After receiving all the appropriate assessment reports the Tribunal will reconvene to deliberate their decision and if the application is successful, the doctor will be restored to the register as soon as possible, following the completion of certain administrative tasks.

If the doctor’s application succeeds, he or she may have to work in an Approved practice setting

Approved Practice Settings are for:

  • A UK or International medical graduate who is new to registration.
  • Restoring any type of registration after significant break in UK practice.
  • Restoring a doctor’s registration and he or she did not revalidate when he or she previously held full registration.
  • No need to work in an approved practice setting if a doctor is from EEA or joining the GP or Specialist register for the first time.

All designated bodies are recognised as being approved practice settings.
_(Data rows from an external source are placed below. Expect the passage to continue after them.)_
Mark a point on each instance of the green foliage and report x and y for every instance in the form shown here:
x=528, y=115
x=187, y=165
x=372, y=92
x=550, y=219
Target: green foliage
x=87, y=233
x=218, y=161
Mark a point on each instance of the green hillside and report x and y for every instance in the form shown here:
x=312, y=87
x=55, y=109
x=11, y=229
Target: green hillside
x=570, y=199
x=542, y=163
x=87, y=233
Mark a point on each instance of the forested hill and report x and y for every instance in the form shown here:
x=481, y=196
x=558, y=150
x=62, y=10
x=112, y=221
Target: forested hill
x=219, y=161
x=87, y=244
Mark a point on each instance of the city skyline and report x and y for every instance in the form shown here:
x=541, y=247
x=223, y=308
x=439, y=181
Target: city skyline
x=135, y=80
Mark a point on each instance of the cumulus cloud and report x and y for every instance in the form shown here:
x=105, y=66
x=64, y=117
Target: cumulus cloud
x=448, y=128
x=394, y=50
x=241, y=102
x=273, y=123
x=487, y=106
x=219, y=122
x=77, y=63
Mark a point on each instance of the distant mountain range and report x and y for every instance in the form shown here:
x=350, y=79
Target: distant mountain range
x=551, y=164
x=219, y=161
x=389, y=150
A Designated body is a UK organisation that provide doctors with an annual appraisal and helps with their revalidation.  It will also support doctor’s relevant training needs and continuing professional development. A designated body, through its responsible officer (RO), will act on concerns about a doctor’s fitness to practice.

Responsible Officers are the individuals within designated bodies who have overall responsibility for helping a doctor with revalidation ……… evaluating the fitness to practice of all doctors with whom the designated body has prescribed connection and making a recommendation to the GMC regarding revalidation.

The GMC has online tool to help doctors in doubt find their Designated Body.